Making A Shield Boss
By: Matthew Stichman
Mad Matts Armory

 

Making your tools
You'll need a dishing hammer and a dishing stump. Here's how to make them.

Dishing hammer. I use a modified 4 pound mini sledge. This is a pretty heavy hammer to swing for extended periods of time and has made me into a mutant. My right bicep is a full 1" bigger then my left. Modify this hammer by grinding one face into a dome with a diameter of about 3 inches; on the other face, leave about half of the face flat and grind the edges down into a smooth curve.

Once you've done your grinding it's a really good idea to polish your hammer. You'll get much better results if you do. Polish the face by sanding by hand with gradually finer grits of sandpaper. I start with 60 and go up to 1500 grit.

Dishing stump Now that you've got a dishing hammer you need something to dish into. I use a cedar stump (note: the harder the wood the better and any coniferous wood isn't great because of the sap, but it does work.) the stump is about 1 foot diameter and the height is determined by where my knuckles are when I hang my arm down in a relaxed position. You don't have to have something as big as this but it makes it easier. You can basically use anything wood that's big enough for the dish. If you use something smaller then attach it to something heavy.

Make a depression in your stump that is approximately 3" across and 1" deep. You can make this depression by beating your stump with the more rounded end of your dishing hammer.

Dishing the shield boss

On to the actual dishing. Hold the blank in your left hand lightly. It's a good idea to wear some kind of glove to reduce the shock to your hand. Ear protection is also a good idea. Those little earplugs work, as do the big earmuff ones. I'm assuming a boss with an overall diameter of 8 inches with a 1 inch flange, made from 14 gauge mild steel. You could use 16 gauge but it will end up very thin and you run the risk of tearing a hole through it while dishing.

Beat the metal into the depression and move the disk so that you dish the shape of your boss. Use the flatter end of the dishing hammer to dish. Don't dish the area where your flange will be. The flange area might wrinkle a little and it will dish out a bit on it's own.
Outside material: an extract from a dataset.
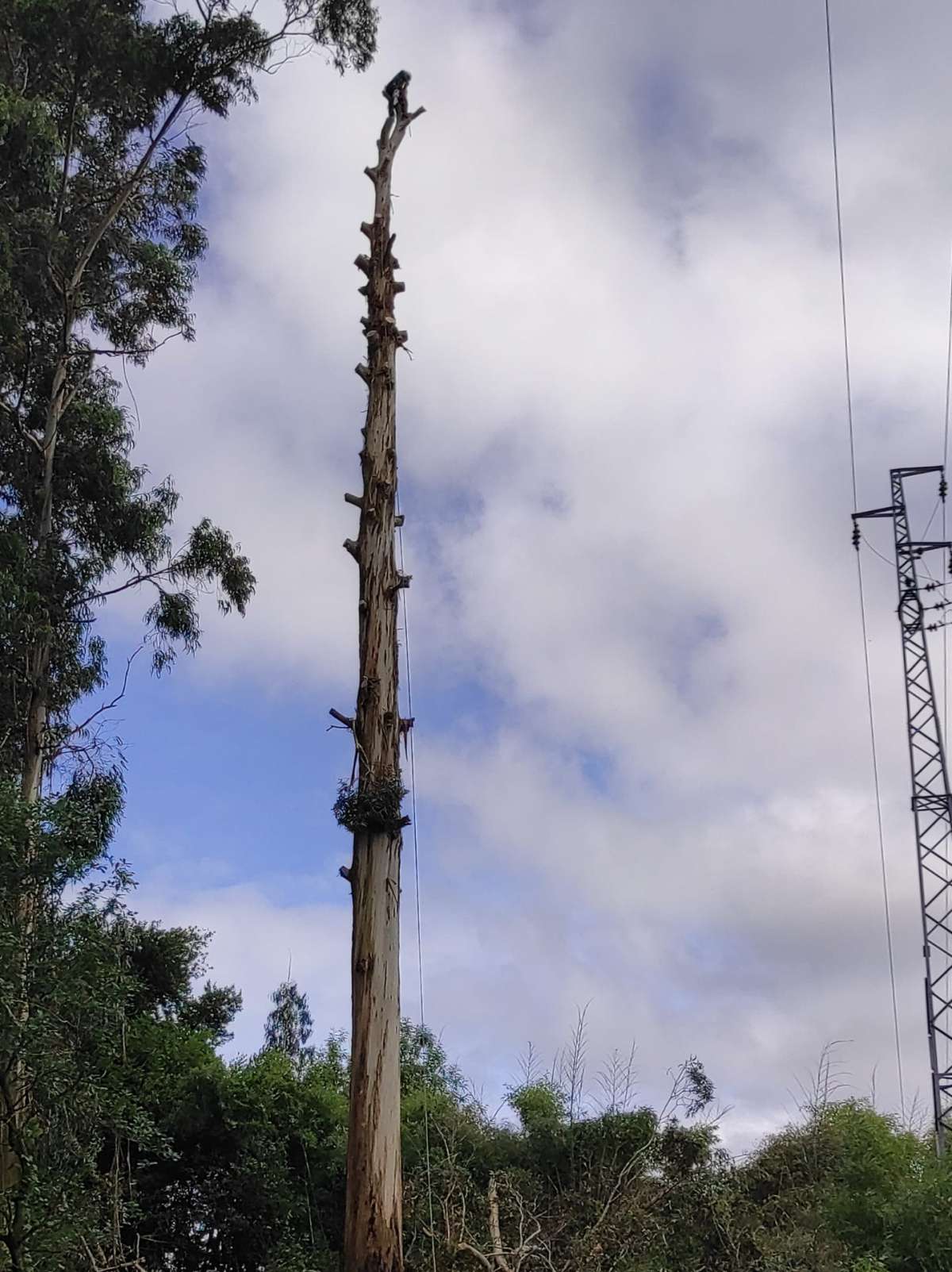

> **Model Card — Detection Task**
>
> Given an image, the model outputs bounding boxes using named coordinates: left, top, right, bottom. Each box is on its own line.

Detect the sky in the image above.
left=106, top=0, right=952, bottom=1151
I usually beat the wrinkles out as they appear with the flat end of my dishing hammer. Don't worry about pretty right now. Striking with the edge close to you after the first pass moves the metal faster but makes things lumpy. Hammer from the outside to the inside in a gradual spiral pattern in several passes until you get to the depth you want. Allow for the flattening of the flange in your depth. A 1" flange usually takes 1/2-3/4" away from the overall depth. Obviously a smaller flange takes away less.

Now that you've got your depth strike with the flatter face of your hammer hitting with the flat part in the same spiral pattern. This will get rid of a lot of the lumpiness.

So you've now got something a little prettier. But it doesn't really have a flange. Hold your boss so that the depression is pointing downwards and put the edge against the edge of your stump. Not the edge of the steel let it hang over a little. It's best to put the boss on the side of the stump opposite of you and with the boss on the outside of the stump and a little hanging over the edge of the stump. Start hammering the flange down over the edge of the stump using the flat surface on your dishing hammer. Start with a blow that hits the edge of the stump at a 45 degree angle and then a couple more blows until you're striking flat on the top. You have to hold the boss so that the soon-to-be flange is raised from the stump and sitting on the edge. Move to the side of the area you've just hammered and repeat until you've gone full circle. You should now have about a 1/4" or a little less flange. Repeat this process concentrating on the 45 degree blow until you have the flange size you want.

Some other hints:

  • Holding the boss lightly is important. If you grip it hard you'll hurt your thumb just hold tightly enough so that it doesn't go bouncing across the room.
  • It's important to try to support the metal on at least 3 places on the wood when you dish. If you don't you won't wreck the boss but it'll kick and your thumb will feel it.
  • Don't be afraid to hit the metal. You won't hurt it.
  • You can polish it up with any kind of abrasive you want. A wire wheel will work well since your boss will likely have some small lumps and sandpaper just makes these more evident. I use two wire wheels. A new one at first that removes more material faster and then a very old one. This doesn't remove much but gives a much shinier finish. I highly recommend you don't use a brass wire wheel. use the steel ones. They're not as harsh and the metal won't rust as fast. You can make your own very old wire wheel quickly by using it on concrete and pressing a lot. You want the bristles worn down and bent over.

Additional things you could do to make your boss prettier:

  • Boughing. Boughing is the process of striking the metal with a soft hammer against a hard surface. I use a 12 pound shotput on a steak and an ironwood mallet for this. This process is for getting rid of the big lumps.
  • Planishing: Planishing is the process of pinching the metal by striking it with a hard hammer onto a hard surface. I use the same shotput and a lightweight autobody planishing hammer for this. Basically you know you've finished planishing when the entire boss is covered with tiny facets. This gets rid of all the small lumps.

The only thing left to do is drill some holes in the flange and rivit or bolt your boss onto a wooden shield blank.